Each invocation creates a unique directory in your S3 bucket with two files:

  • manifest.json: Contains metadata including the request ID.
  • output.json: Contains the actual embeddings.

Example

Ensure you replace the following placeholders with your values:

  • <YOUR_REGION>: with your AWS region (example: “eu-west-1”)
  • <YOUR_ACCOUNT_ID>: with your AWS account ID (example: “123456789012”)
  • <YOUR_BUCKET_NAME>: with the name of your S3 bucket (example: “my-bucket”)
  • <YOUR_FILE>: with the name of your video file (example: “my_file.mp4”)
  • <YOUR_INPUT_TYPE>: with the type of media you wish to provide. The following values are supported: “video”, “audio”, or “image”.
Python
1import boto3
2import time
3
4REGION = "<YOUR_REGION>"
5MODEL_ID = "twelvelabs.marengo-embed-2-7-v1:0"
6ACCOUNT_ID = "<YOUR_ACCOUNT_ID>"
7BUCKET = "<YOUR_BUCKET_NAME>"
8FILE_NAME = "<YOUR_FILE>"
9INPUT_TYPE = "<YOUR_INPUT_TYPE>"
10
11bedrock_client = boto3.client(service_name="bedrock-runtime", region_name=REGION)
12
13# Start async video embedding
14model_input = {
15 "mediaSource": {
16 "s3Location": {
17 "uri": f"s3://{BUCKET}/{FILE_NAME}",
18 "bucketOwner": ACCOUNT_ID
19 }
20 },
21 "inputType": INPUT_TYPE
22}
23
24async_request_response = bedrock_client.start_async_invoke(
25 modelId=MODEL_ID,
26 modelInput=model_input,
27 outputDataConfig={
28 "s3OutputDataConfig": {
29 "s3Uri": f"s3://{BUCKET}",
30 "bucketOwner": ACCOUNT_ID
31 }
32 }
33)
34
35print("async_request_response: ", async_request_response)
36
37# get the invocation arn
38invocation_arn = async_request_response.get("invocationArn")
39
40# wait for the async job to complete
41max_retries = 60
42retries = 0
43while True:
44 response = bedrock_client.get_async_invoke(
45 invocationArn=invocation_arn
46 )
47 print(f"status: {response.get('status')}")
48 if response.get("status") == "Completed":
49 break
50 time.sleep(1)
51 retries += 1
52 if retries > max_retries:
53 break
54
55print(response)
56
57# Extract the S3 URI where results are stored
58output_s3_uri = response.get("outputDataConfig", {}).get("s3OutputDataConfig", {}).get("s3Uri")
59print(f"Results stored at: {output_s3_uri}")

Use embeddings

After generating embeddings, you can store them in a vector database for efficient similarity search and retrieval.

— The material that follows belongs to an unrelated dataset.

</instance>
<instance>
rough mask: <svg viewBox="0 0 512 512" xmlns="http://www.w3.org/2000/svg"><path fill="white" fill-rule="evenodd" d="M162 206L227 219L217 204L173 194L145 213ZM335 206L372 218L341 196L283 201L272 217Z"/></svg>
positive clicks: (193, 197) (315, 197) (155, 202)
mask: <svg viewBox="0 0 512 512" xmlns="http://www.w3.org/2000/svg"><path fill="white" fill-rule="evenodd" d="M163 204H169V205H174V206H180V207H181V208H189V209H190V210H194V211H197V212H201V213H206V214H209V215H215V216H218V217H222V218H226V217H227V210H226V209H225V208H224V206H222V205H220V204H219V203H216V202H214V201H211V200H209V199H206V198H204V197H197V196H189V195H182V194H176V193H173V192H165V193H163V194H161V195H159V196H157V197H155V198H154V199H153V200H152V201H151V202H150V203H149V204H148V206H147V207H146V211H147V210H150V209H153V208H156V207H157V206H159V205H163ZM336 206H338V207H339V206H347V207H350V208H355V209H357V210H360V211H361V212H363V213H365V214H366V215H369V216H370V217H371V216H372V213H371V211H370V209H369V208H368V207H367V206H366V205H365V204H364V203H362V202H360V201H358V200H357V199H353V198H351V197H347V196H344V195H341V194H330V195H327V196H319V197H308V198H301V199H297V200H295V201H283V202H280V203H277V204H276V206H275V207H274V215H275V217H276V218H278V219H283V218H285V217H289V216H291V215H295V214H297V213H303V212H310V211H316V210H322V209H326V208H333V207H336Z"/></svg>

The typical workflow is as follows:

1

Generate embeddings for your content.

2

Store embeddings with metadata in your chosen vector database.

3

Generate an embedding for user queries.

4

Use cosine similarity to find the most relevant content.

5

Retrieve the original content or use the results for RAG applications.

Request parameters and response fields

For a complete list of request parameters and response fields, see the TwelveLabs Marengo Embed 2.7 page in the Amazon Bedrock documentation.